The Following post was written by my Mother.
To the best of my knowledge, my father was given the flag while he was still in the army. He was not discharged immediately after the war but spent many years in the reserves. I remember him packing to leave for Camp Drum, as it was called in those days. He was not called up for Korea, but I think he was still in then because I can remember him going to camp for two weeks every summer for several summers. I was too young to remember him going in Ohio, and we moved to Merrick in 1949. I would have been too young to remember many summers when Korea broke out in 1950.
I remember him saying that when the war ended in Europe, they were preparing to go to the Pacific. As they were about to depart, the war ended in Japan. He said they then sailed back to NY, instead, and upon entering NY Harbor, they all through their mess kits overboard.
He became active in some military organizations. In Merrick the more active group was the American Legion, vastly different from what it has become today, a drinking, non-tipping hangout. He was an officer in that post. I am not sure which group gave him the flag, the VFW or the Legion, or the government. I remember him marching in some parades in Merrick on Memorial Day and Veterans (Armistice) Day, and they were a big group. The VFW post was, I think, in Freeport.
He won several medals which we played with, broke, lost. We were children, and he didn’t mind.
He didn’t keep up with any of the men he served overseas with but did with some of his reserve buddies.

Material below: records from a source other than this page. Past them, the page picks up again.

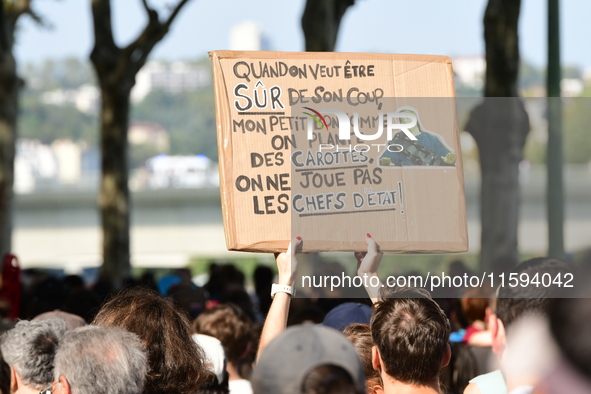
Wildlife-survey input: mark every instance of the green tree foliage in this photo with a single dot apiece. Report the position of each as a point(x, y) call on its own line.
point(577, 148)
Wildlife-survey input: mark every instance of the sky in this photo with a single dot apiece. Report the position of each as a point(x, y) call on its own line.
point(451, 27)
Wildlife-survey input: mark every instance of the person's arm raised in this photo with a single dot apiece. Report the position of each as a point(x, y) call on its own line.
point(276, 320)
point(368, 268)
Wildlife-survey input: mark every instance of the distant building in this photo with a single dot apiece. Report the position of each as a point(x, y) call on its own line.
point(246, 37)
point(86, 98)
point(469, 71)
point(149, 133)
point(571, 87)
point(34, 164)
point(173, 78)
point(69, 160)
point(181, 172)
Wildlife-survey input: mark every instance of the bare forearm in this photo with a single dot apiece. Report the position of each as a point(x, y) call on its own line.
point(276, 320)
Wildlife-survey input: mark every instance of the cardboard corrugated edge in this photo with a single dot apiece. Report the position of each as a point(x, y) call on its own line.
point(224, 146)
point(222, 110)
point(463, 220)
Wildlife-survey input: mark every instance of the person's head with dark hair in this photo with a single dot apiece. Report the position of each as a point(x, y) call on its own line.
point(526, 295)
point(188, 297)
point(175, 361)
point(4, 376)
point(100, 360)
point(410, 333)
point(360, 336)
point(321, 360)
point(570, 319)
point(475, 301)
point(29, 349)
point(232, 327)
point(263, 280)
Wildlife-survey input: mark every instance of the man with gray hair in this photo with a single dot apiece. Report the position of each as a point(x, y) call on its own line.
point(100, 360)
point(29, 349)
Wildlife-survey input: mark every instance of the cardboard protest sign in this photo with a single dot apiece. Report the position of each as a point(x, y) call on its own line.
point(331, 146)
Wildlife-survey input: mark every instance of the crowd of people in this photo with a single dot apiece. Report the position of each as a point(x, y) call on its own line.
point(172, 336)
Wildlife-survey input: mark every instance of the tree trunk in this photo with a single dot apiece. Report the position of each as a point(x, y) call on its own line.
point(114, 199)
point(321, 21)
point(499, 126)
point(9, 90)
point(116, 69)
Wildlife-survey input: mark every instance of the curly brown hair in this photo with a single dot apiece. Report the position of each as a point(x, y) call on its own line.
point(360, 335)
point(230, 325)
point(175, 360)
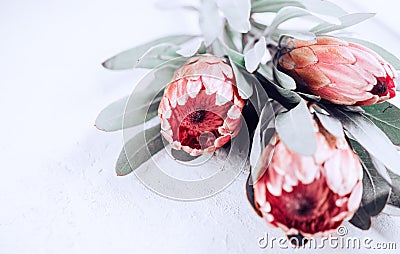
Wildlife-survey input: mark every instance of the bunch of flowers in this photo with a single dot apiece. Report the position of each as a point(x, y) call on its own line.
point(324, 138)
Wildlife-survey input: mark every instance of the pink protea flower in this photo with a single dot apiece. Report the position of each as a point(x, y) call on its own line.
point(342, 72)
point(201, 108)
point(309, 195)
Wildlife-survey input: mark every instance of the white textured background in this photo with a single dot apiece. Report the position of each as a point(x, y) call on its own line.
point(58, 189)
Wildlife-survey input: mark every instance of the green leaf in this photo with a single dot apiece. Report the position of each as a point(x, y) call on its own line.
point(250, 194)
point(211, 22)
point(387, 117)
point(345, 21)
point(234, 56)
point(254, 56)
point(283, 79)
point(273, 5)
point(138, 150)
point(370, 137)
point(129, 58)
point(317, 6)
point(331, 124)
point(112, 117)
point(244, 80)
point(237, 12)
point(295, 128)
point(376, 189)
point(283, 35)
point(389, 57)
point(287, 98)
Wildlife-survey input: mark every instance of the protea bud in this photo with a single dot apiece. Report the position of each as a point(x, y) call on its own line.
point(201, 108)
point(309, 195)
point(341, 72)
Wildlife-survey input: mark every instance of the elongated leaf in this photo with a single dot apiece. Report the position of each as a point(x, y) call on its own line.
point(291, 12)
point(283, 35)
point(191, 47)
point(287, 98)
point(331, 124)
point(244, 80)
point(237, 12)
point(317, 6)
point(370, 137)
point(138, 150)
point(129, 58)
point(111, 118)
point(211, 22)
point(254, 56)
point(295, 128)
point(284, 80)
point(392, 59)
point(273, 5)
point(158, 55)
point(250, 194)
point(376, 190)
point(345, 21)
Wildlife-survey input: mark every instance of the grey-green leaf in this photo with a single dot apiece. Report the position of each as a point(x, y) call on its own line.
point(138, 150)
point(331, 124)
point(244, 80)
point(291, 12)
point(370, 137)
point(157, 55)
point(376, 189)
point(129, 58)
point(392, 59)
point(387, 117)
point(295, 128)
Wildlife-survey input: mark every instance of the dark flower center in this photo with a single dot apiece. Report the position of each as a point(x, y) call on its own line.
point(197, 116)
point(303, 206)
point(380, 88)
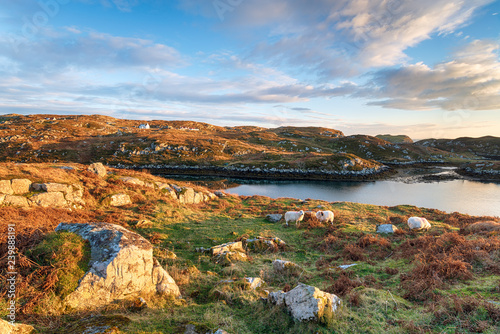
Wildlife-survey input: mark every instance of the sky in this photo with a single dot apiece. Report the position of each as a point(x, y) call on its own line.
point(427, 68)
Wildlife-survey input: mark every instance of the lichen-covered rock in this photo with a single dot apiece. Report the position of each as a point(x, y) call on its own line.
point(274, 217)
point(144, 223)
point(18, 201)
point(49, 200)
point(57, 187)
point(132, 180)
point(121, 266)
point(386, 228)
point(186, 196)
point(253, 282)
point(5, 187)
point(165, 188)
point(107, 324)
point(262, 244)
point(227, 253)
point(8, 328)
point(283, 265)
point(20, 186)
point(306, 303)
point(118, 200)
point(99, 169)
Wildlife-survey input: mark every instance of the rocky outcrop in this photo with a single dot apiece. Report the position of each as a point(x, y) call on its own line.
point(283, 266)
point(386, 228)
point(8, 328)
point(118, 200)
point(52, 200)
point(188, 195)
point(18, 201)
point(20, 186)
point(5, 187)
point(274, 217)
point(121, 267)
point(227, 253)
point(306, 303)
point(99, 169)
point(262, 244)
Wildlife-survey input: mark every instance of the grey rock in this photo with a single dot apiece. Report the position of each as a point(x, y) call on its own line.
point(121, 266)
point(49, 200)
point(274, 217)
point(119, 200)
point(306, 303)
point(99, 169)
point(8, 328)
point(386, 228)
point(20, 186)
point(5, 187)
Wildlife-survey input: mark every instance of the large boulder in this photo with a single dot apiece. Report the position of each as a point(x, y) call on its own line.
point(121, 267)
point(230, 252)
point(57, 187)
point(8, 328)
point(5, 187)
point(18, 201)
point(306, 303)
point(186, 196)
point(99, 169)
point(119, 200)
point(132, 180)
point(20, 186)
point(262, 244)
point(49, 200)
point(285, 266)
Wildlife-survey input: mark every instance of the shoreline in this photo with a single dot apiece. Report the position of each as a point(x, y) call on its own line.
point(386, 173)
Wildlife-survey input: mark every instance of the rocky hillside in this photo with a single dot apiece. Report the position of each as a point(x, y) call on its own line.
point(128, 252)
point(294, 152)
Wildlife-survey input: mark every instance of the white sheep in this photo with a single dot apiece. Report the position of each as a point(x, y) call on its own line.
point(418, 223)
point(325, 216)
point(294, 216)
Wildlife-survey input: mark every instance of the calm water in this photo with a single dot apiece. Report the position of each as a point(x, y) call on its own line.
point(474, 198)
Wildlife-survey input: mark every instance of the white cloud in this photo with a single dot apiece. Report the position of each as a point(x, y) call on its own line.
point(471, 82)
point(335, 38)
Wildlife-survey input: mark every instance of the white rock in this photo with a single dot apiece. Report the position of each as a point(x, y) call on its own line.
point(386, 228)
point(121, 266)
point(307, 303)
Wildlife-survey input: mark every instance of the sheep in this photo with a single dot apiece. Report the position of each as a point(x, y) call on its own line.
point(325, 216)
point(294, 216)
point(418, 223)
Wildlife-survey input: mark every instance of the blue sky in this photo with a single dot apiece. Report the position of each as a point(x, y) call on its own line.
point(428, 68)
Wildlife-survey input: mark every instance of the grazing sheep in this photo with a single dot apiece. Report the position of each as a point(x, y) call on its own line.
point(418, 223)
point(294, 216)
point(325, 216)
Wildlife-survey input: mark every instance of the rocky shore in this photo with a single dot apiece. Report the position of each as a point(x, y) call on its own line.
point(375, 173)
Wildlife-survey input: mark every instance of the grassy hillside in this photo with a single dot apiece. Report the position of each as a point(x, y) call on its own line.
point(396, 139)
point(446, 280)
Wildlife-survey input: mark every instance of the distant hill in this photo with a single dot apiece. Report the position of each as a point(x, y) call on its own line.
point(396, 139)
point(86, 139)
point(483, 147)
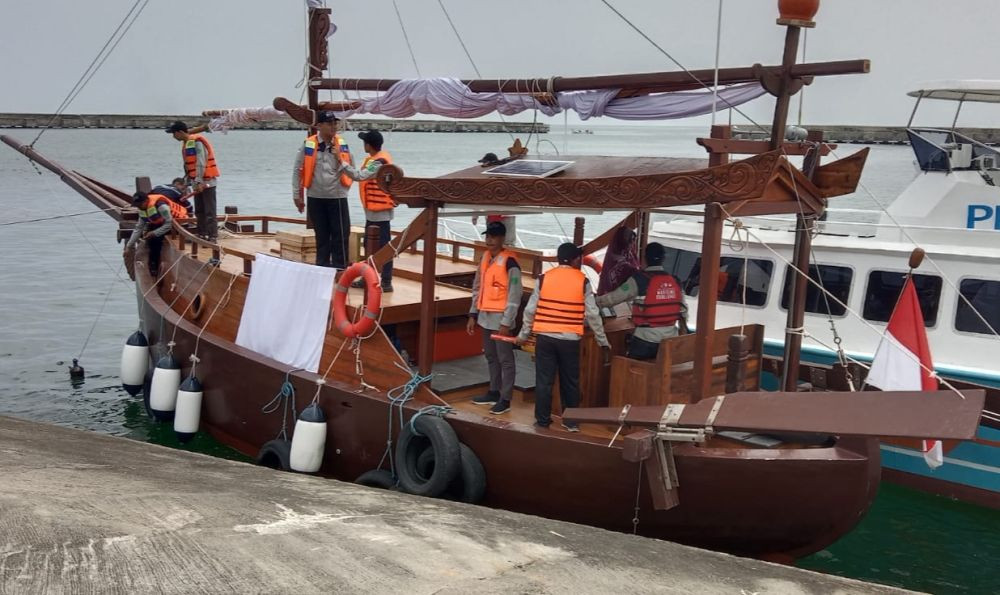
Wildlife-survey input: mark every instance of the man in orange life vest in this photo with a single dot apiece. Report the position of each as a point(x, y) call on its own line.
point(202, 173)
point(555, 313)
point(156, 213)
point(323, 173)
point(496, 296)
point(379, 206)
point(658, 307)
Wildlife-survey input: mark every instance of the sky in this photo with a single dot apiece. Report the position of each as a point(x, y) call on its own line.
point(243, 53)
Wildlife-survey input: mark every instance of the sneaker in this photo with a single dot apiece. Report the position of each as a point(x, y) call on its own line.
point(571, 426)
point(500, 407)
point(487, 399)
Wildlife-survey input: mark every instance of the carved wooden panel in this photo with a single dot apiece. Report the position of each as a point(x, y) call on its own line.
point(741, 180)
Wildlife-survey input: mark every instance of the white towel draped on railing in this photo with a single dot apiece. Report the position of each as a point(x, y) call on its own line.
point(452, 98)
point(286, 311)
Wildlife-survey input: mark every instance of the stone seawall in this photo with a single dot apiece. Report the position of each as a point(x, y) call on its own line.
point(142, 121)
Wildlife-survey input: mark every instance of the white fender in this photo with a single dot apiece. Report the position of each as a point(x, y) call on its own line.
point(135, 362)
point(163, 388)
point(188, 414)
point(308, 440)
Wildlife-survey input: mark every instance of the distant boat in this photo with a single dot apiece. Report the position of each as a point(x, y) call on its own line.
point(951, 209)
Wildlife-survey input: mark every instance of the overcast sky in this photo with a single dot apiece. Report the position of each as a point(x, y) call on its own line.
point(245, 52)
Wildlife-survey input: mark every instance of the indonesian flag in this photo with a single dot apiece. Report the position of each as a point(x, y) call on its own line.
point(896, 367)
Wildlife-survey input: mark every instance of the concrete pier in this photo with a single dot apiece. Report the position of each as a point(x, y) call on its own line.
point(87, 513)
point(160, 122)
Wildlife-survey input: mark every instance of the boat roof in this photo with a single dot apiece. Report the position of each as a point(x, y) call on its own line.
point(981, 90)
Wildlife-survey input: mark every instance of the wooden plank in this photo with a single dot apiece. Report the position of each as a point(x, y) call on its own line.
point(942, 415)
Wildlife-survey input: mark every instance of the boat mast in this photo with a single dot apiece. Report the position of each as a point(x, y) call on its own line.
point(319, 28)
point(787, 86)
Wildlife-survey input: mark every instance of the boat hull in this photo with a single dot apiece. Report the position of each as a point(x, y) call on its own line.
point(778, 504)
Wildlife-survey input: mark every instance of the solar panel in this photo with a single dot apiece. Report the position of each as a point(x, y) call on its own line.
point(529, 168)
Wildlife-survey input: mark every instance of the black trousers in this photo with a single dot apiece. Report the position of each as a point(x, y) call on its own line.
point(383, 239)
point(332, 221)
point(153, 247)
point(205, 210)
point(640, 349)
point(551, 356)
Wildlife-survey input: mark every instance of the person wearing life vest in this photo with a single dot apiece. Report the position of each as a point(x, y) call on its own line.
point(202, 173)
point(176, 193)
point(322, 175)
point(658, 308)
point(379, 206)
point(496, 297)
point(559, 306)
point(154, 222)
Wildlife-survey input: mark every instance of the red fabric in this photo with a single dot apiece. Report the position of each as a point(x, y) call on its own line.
point(907, 326)
point(620, 261)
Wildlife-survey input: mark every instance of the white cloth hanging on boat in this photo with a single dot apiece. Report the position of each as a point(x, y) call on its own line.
point(452, 98)
point(286, 311)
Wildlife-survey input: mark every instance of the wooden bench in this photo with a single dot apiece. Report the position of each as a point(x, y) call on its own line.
point(668, 378)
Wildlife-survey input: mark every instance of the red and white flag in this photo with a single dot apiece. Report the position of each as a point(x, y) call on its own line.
point(903, 359)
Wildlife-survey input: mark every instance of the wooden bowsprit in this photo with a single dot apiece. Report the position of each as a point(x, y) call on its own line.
point(906, 414)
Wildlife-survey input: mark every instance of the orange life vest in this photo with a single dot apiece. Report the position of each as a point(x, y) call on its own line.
point(493, 282)
point(150, 211)
point(374, 198)
point(560, 302)
point(189, 151)
point(309, 151)
point(661, 303)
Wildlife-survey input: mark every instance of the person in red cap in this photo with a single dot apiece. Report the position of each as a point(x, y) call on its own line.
point(202, 173)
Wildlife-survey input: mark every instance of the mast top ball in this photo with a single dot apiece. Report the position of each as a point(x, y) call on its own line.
point(797, 13)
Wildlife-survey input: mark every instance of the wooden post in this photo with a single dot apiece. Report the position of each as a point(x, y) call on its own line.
point(231, 210)
point(428, 321)
point(723, 131)
point(796, 305)
point(708, 289)
point(736, 364)
point(786, 87)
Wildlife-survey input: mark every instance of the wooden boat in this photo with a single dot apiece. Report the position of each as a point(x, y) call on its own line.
point(686, 448)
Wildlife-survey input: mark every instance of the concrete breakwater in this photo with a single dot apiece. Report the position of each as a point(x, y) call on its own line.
point(152, 121)
point(87, 513)
point(872, 135)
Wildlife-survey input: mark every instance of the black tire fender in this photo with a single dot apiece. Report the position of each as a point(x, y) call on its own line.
point(275, 454)
point(437, 434)
point(470, 484)
point(376, 478)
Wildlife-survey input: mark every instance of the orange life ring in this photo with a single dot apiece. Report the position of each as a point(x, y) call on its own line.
point(372, 308)
point(591, 261)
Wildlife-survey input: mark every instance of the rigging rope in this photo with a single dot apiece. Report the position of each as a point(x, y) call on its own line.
point(406, 37)
point(678, 64)
point(91, 69)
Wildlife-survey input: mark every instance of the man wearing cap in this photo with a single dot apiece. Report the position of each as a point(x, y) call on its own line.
point(202, 173)
point(555, 313)
point(496, 296)
point(154, 223)
point(658, 307)
point(321, 177)
point(379, 206)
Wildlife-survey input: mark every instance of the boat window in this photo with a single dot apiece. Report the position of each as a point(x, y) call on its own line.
point(884, 288)
point(836, 280)
point(985, 298)
point(735, 275)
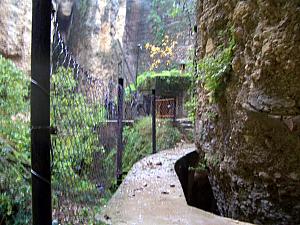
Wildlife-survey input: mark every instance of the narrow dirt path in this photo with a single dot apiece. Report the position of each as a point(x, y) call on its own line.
point(151, 194)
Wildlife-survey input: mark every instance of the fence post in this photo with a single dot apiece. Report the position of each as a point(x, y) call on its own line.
point(40, 113)
point(153, 122)
point(120, 146)
point(174, 111)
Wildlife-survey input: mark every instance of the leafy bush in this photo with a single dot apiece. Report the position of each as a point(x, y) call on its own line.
point(165, 82)
point(138, 140)
point(15, 187)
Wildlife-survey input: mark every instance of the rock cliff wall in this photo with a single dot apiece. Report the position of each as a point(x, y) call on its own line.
point(96, 27)
point(251, 135)
point(15, 32)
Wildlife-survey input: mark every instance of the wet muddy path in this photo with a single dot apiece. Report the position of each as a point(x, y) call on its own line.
point(152, 194)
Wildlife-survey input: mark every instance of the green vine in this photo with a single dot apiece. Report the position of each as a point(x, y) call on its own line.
point(214, 69)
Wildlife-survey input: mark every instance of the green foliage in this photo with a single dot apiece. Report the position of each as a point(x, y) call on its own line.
point(156, 20)
point(191, 107)
point(138, 140)
point(172, 9)
point(14, 145)
point(168, 82)
point(213, 70)
point(75, 117)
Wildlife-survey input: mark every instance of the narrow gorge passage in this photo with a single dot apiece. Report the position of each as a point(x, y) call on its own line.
point(152, 194)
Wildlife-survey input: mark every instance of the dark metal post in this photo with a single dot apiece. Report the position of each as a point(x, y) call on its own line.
point(40, 113)
point(137, 64)
point(120, 146)
point(174, 111)
point(153, 122)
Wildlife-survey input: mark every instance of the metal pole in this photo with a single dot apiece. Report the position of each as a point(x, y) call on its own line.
point(40, 113)
point(120, 146)
point(137, 64)
point(153, 122)
point(174, 111)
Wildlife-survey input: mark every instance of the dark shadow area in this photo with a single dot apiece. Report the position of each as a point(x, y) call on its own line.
point(196, 187)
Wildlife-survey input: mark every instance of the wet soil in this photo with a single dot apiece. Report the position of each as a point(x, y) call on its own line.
point(152, 194)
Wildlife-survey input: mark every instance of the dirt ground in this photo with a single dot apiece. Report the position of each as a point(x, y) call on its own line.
point(151, 194)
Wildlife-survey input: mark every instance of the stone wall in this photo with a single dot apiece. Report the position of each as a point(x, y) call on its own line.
point(251, 135)
point(96, 27)
point(15, 32)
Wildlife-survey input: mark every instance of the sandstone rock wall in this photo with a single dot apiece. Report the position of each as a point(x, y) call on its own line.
point(96, 27)
point(251, 136)
point(15, 32)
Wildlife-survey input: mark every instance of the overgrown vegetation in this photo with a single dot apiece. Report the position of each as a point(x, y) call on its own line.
point(212, 74)
point(138, 140)
point(76, 147)
point(15, 197)
point(214, 69)
point(169, 9)
point(165, 82)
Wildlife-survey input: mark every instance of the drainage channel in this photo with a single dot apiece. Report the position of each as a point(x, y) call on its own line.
point(196, 186)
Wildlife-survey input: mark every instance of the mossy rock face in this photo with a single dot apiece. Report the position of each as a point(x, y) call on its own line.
point(254, 141)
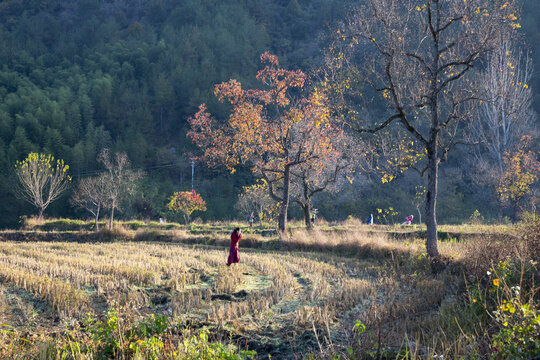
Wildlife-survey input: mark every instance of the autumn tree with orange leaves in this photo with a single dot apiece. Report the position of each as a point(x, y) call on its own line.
point(186, 202)
point(522, 171)
point(268, 129)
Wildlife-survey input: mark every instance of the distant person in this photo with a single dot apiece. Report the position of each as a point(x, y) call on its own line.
point(370, 220)
point(314, 215)
point(408, 220)
point(234, 256)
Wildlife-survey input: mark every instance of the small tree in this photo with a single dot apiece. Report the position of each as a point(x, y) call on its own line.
point(255, 199)
point(92, 195)
point(186, 202)
point(119, 179)
point(41, 180)
point(419, 200)
point(522, 170)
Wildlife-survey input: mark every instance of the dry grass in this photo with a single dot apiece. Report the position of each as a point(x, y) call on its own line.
point(306, 292)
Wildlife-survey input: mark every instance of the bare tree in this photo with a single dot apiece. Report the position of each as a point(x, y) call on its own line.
point(418, 56)
point(92, 195)
point(41, 180)
point(119, 179)
point(256, 199)
point(505, 115)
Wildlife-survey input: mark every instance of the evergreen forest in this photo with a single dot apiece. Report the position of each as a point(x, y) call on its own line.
point(80, 76)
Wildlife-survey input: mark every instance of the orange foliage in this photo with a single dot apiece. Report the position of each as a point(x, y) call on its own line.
point(522, 170)
point(267, 129)
point(186, 202)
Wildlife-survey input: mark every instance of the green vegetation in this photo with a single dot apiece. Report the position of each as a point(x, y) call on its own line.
point(77, 77)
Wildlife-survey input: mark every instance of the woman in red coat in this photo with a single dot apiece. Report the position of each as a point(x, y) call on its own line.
point(234, 256)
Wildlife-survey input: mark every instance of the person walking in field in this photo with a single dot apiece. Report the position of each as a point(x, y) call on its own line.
point(408, 220)
point(234, 256)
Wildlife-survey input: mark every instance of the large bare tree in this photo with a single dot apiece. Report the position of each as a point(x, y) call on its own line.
point(418, 56)
point(41, 180)
point(119, 179)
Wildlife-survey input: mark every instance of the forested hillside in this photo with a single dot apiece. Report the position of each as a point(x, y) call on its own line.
point(78, 76)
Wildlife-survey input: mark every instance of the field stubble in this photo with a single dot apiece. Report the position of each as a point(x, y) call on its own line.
point(306, 296)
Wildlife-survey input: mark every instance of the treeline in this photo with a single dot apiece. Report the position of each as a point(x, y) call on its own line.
point(80, 76)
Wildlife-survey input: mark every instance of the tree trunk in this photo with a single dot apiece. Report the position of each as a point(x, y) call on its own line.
point(97, 218)
point(112, 217)
point(282, 221)
point(431, 198)
point(499, 212)
point(307, 215)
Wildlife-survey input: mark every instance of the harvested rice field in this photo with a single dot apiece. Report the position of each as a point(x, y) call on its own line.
point(314, 296)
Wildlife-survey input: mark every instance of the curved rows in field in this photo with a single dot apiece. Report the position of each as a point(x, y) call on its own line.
point(275, 291)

Although he is not buried with that rank, he had told us that he was Chief Master Sargeant. I don’t know what that rank actually is. Maybe it was honorary. The chevron on his arm had lots of stripes and something in the middle. I think he is buried as a First Sgt.
As you know, his name is engraved on the memorial at Silver Lake in Baldwin. His name is spelled wrong, two L’s instead of one.
Grandpa always flew the flag on holidays. I continue to fly his flag for him and for all the men and women who have served in defence of this country. That includes just about every male member of my family–except your father. I only fly his flag on special holidays like Memorial Day, Independence Day, and Veterans Day.
Uncle Gene has the flag that was presented to me at his funeral. I gave it to Uncle Gene because, like his father, he served. I would have loved to give it to you, but I thought Gene really deserved it. I will give you this 48 star flag. It is older and signifies much more. And, of course, it was definitely before Alaska and Hawaii became states in 1959. So, for whatever the story, it really is Grandpa’s army flag. And he was proud of it.